Rossi se declarou feliz com a possibilidade de assumir o ministério após o desligamento de Stephanes, que deixa o cargo no fim do mês para concorrer a uma vaga de deputado federal pelo Paraná. Os ruralistas que se sentem desconfortáveis com a indicação de Rossi preferem não se identificar. Afinal, não querem correr o risco do desgaste caso a escolha recaia sobre o nome de Rossi.

As negociações continuam e o PMDB, que é o detentor do cargo, ainda quer interferir na escolha, não apenas no Ministério da Agricultura, mas em todas as outras pastas sob sua influência política.
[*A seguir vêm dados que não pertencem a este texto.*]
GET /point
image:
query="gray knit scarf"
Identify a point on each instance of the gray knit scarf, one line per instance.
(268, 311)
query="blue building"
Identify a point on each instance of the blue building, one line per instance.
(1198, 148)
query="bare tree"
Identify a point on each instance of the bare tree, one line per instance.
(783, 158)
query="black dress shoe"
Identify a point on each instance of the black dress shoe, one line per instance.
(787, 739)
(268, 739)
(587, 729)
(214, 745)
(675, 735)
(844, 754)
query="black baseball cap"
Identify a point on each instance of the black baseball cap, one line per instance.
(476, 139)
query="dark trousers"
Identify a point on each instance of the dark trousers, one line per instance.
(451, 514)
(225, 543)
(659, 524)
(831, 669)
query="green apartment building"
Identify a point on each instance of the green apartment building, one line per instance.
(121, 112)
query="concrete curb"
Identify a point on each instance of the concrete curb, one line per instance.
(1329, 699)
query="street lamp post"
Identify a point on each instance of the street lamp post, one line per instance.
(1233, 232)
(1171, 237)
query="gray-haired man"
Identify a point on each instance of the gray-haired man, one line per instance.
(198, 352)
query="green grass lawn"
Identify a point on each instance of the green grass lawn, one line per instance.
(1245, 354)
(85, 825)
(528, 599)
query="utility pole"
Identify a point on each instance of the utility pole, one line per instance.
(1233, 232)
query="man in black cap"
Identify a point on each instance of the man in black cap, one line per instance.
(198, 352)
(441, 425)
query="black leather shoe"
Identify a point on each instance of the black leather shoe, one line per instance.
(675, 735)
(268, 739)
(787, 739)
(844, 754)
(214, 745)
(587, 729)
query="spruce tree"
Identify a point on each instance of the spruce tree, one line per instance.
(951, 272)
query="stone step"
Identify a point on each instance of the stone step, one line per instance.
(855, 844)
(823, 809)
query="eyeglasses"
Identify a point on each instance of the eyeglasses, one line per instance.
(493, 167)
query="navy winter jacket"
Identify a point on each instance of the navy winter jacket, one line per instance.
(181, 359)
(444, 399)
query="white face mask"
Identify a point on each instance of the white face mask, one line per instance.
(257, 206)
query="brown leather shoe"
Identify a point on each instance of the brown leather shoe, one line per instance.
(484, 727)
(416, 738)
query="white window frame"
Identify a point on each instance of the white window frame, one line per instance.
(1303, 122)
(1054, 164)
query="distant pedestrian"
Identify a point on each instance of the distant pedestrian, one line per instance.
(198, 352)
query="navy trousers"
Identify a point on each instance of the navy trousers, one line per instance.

Sobre o assunto, o presidente Luiz Inácio Lula da Silva sinalizou, várias vezes, que deseja uma solução técnica, ou seja, a posse dos atuais secretários executivos.

Assessores do Planalto ressaltam que é difícil garantir que essa solução seja definitiva, embora a tendência seja a de manter a orientação inicial do presidente da República. A avaliação do governo é a de que o tempo é curto demais entre a saída dos atuais ministros e a posse do governo em 2010 para que se tome pé da situação de cada área e ainda se promovam ações que surtam efeito neste último ano do governo Lula.

Isso valeria também para o presidente da estatal, ainda que a empresa seja subordinada ao Ministério da Agricultura e, portanto, mais familiarizada com as questões da pasta.

“Não queremos intervenção política do PMDB no Ministério da Agricultura”, disse um produtor rural à Agência Estado após tentar convencer representantes do governo sobre sua posição. “Não temos nada contra Rossi, mas tememos que o episódio do Tribunal de Contas da União na Conab acabe arranhando a Agricultura”, comentou outro líder agrícola. Procurada pela Agência Estado, a assessoria de imprensa da Companhia Nacional de Abastecimento informou que Rossi não daria declarações sobre o assunto.